I could tell you stories about how my father missed my birth because he wasn’t the same color as my mother so the staff told her he’d gone out for a smoke and they couldn’t find him. I could tell you about the time that a group of men beat him bloody on his way home because they didn’t think he deserved to be in our family. And I could tell you the look on my first boyfriend’s face when he came to my house and met my father or the way the gf and my dad bonded to my mother’s chagrin. I could tell you these stories and watch you guess at whether he was lighter or darker than me and my mother. Watch you wonder if my stories of outside oppression color my ability to see it inside my home. But the thing is, my tears, though real. are not your tears and my father is still my hero.

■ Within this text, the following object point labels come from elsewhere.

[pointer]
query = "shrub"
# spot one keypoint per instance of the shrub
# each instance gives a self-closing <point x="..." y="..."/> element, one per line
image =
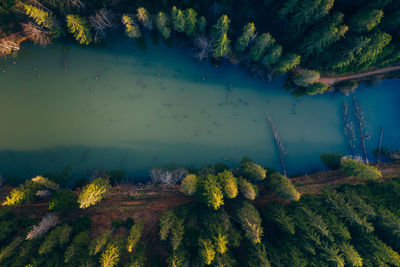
<point x="359" y="170"/>
<point x="283" y="186"/>
<point x="93" y="193"/>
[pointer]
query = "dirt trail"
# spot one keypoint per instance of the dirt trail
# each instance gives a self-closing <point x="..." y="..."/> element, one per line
<point x="333" y="80"/>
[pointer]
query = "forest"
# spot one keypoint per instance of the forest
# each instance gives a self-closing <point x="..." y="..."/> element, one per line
<point x="298" y="38"/>
<point x="223" y="219"/>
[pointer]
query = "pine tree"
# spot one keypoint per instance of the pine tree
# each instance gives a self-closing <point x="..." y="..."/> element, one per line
<point x="229" y="184"/>
<point x="189" y="184"/>
<point x="134" y="236"/>
<point x="162" y="24"/>
<point x="272" y="55"/>
<point x="248" y="190"/>
<point x="93" y="193"/>
<point x="248" y="33"/>
<point x="261" y="44"/>
<point x="191" y="22"/>
<point x="288" y="62"/>
<point x="283" y="186"/>
<point x="365" y="20"/>
<point x="207" y="251"/>
<point x="79" y="27"/>
<point x="41" y="17"/>
<point x="250" y="221"/>
<point x="110" y="256"/>
<point x="212" y="192"/>
<point x="202" y="25"/>
<point x="131" y="28"/>
<point x="144" y="17"/>
<point x="178" y="19"/>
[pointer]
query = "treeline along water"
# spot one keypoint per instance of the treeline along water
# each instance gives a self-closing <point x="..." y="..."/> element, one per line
<point x="121" y="107"/>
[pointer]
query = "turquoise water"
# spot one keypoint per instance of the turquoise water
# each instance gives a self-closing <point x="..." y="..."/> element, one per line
<point x="119" y="107"/>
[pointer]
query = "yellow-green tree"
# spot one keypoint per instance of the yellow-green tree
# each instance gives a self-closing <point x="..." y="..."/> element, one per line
<point x="134" y="236"/>
<point x="79" y="27"/>
<point x="93" y="193"/>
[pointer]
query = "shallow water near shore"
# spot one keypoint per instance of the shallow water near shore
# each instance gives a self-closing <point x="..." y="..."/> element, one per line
<point x="119" y="107"/>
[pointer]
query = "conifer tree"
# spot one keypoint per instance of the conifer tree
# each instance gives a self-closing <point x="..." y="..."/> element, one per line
<point x="191" y="21"/>
<point x="110" y="256"/>
<point x="93" y="193"/>
<point x="178" y="19"/>
<point x="212" y="192"/>
<point x="248" y="33"/>
<point x="41" y="17"/>
<point x="207" y="251"/>
<point x="162" y="24"/>
<point x="131" y="28"/>
<point x="79" y="27"/>
<point x="261" y="44"/>
<point x="144" y="17"/>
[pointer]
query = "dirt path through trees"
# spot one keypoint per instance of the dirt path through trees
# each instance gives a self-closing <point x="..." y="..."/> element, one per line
<point x="333" y="80"/>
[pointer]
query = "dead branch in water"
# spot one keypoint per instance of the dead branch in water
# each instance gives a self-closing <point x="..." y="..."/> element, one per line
<point x="361" y="124"/>
<point x="278" y="143"/>
<point x="348" y="127"/>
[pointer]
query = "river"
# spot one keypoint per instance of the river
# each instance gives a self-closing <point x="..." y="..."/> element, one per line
<point x="121" y="107"/>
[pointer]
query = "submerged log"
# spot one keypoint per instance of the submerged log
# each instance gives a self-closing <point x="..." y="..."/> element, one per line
<point x="279" y="143"/>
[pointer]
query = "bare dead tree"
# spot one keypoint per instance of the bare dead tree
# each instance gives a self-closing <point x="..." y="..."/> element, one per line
<point x="43" y="227"/>
<point x="101" y="21"/>
<point x="279" y="143"/>
<point x="203" y="47"/>
<point x="36" y="34"/>
<point x="167" y="177"/>
<point x="361" y="124"/>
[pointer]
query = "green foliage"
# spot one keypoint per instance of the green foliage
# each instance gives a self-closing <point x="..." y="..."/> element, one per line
<point x="248" y="33"/>
<point x="110" y="256"/>
<point x="211" y="192"/>
<point x="178" y="19"/>
<point x="261" y="44"/>
<point x="79" y="27"/>
<point x="207" y="251"/>
<point x="229" y="183"/>
<point x="162" y="24"/>
<point x="63" y="201"/>
<point x="134" y="236"/>
<point x="359" y="170"/>
<point x="288" y="62"/>
<point x="131" y="28"/>
<point x="248" y="190"/>
<point x="97" y="244"/>
<point x="250" y="221"/>
<point x="202" y="24"/>
<point x="41" y="17"/>
<point x="189" y="184"/>
<point x="221" y="46"/>
<point x="144" y="17"/>
<point x="93" y="193"/>
<point x="331" y="160"/>
<point x="283" y="186"/>
<point x="365" y="20"/>
<point x="253" y="171"/>
<point x="191" y="22"/>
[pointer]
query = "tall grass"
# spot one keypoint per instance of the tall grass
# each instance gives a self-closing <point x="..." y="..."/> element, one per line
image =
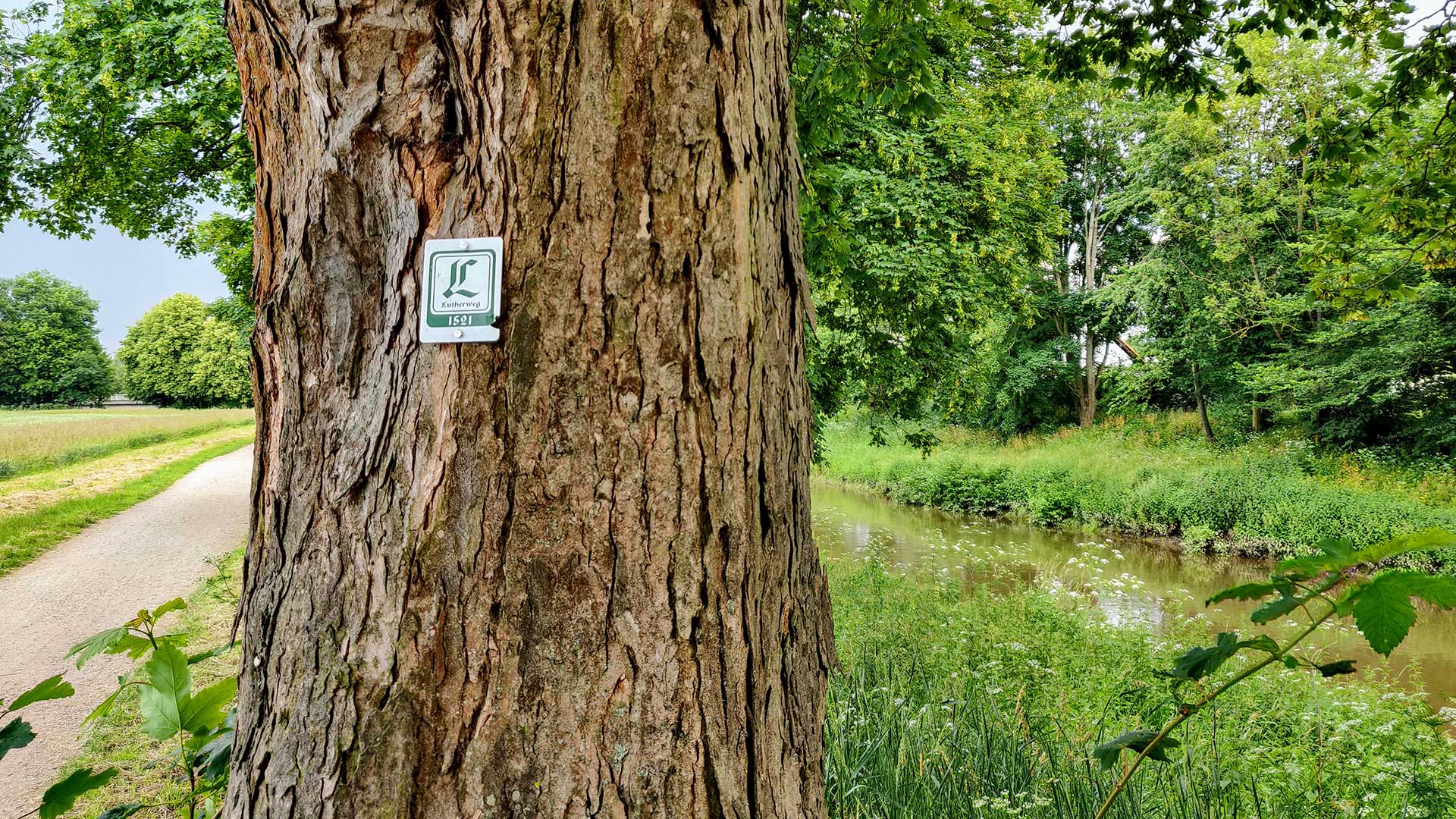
<point x="28" y="535"/>
<point x="34" y="441"/>
<point x="989" y="706"/>
<point x="1260" y="499"/>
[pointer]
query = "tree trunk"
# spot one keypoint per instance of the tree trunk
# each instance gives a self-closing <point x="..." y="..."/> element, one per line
<point x="1091" y="375"/>
<point x="565" y="575"/>
<point x="1203" y="406"/>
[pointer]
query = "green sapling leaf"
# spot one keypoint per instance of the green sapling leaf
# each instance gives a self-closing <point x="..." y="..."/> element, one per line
<point x="53" y="689"/>
<point x="17" y="733"/>
<point x="165" y="692"/>
<point x="63" y="795"/>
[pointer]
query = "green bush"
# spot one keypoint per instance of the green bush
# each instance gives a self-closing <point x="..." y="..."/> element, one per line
<point x="181" y="354"/>
<point x="989" y="707"/>
<point x="49" y="347"/>
<point x="1253" y="500"/>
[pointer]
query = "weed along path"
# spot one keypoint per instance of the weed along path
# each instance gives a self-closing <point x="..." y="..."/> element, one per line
<point x="145" y="556"/>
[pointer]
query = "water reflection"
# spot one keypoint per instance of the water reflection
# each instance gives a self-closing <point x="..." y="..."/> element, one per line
<point x="1131" y="582"/>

So if I were to tell you a story about my dad, it would be about how such a strong man and brilliant mind inspired me to be better than I am. It would be about his escapades putting his life and his career on the line to stand up for Chicano rights, Black Pride, and the American Indian Movement. It would be about the bad-ss days of old when he and Angel Davis were in the trenches together instead of contrasted by hallowed halls. And it would be about how at the end of his life, this man is disrespected almost daily by young, white, gay and lesbians, and upper middle class white heterosexual couples and college kids who call him the “Man” while they mock him, antagonize him, refuse to serve him at restaurants and grocery stores, all the while waiting for him to die so they can tell their friends to buy up his house and own the whole block. It would be about how the onset of dimentia is making their disrespectful crazy-making around him seem legitimate to police and is transforming my dad from the kind soul who carried a big stick to the raging “old fool” on his porch in shorts in the middle of winter.
Then instead of lamenting how little he cared for me as a child, like so many others have done this weekend, I would have to tell you how sometimes I cry at the utter lack of control I have over how he is treated by those “neighbors” who think they are so progressive and so much more oppressed than he. I would have to trust you to understand that my PhD does not buy me the privilege to stare down the cops who ignore his calls or the neighbors who mock him. I’d have to trust you to know that the money I make may stop them from stealing his home out from under him as they did to black elders on the block, but it will never buy him security or the respect that he has earned but they still refuse to give. I might even have to tell you how I rage like an angry black woman at some of those people as they stand there shrouded in their white innocence, pointing and using my anger to justify their fear and hatred.
So no my dad is not the boogie man. I don’t have to swallow childhood shame to take him out to breakfast on Father’s Day or pretend my girlfriend is my roommate.
And so I keep my mouth shut. Because I know what a privilege it is to have a father, a real one, and not just some terror in the shadows who once donated his seed.
Perhaps this little glimpse into my life tells you why it is that every Father’s Day I post pictures of loving dad’s doting on their children and encourage us all to remember the fathers we did have, whether natal or chosen, who helped us find our way.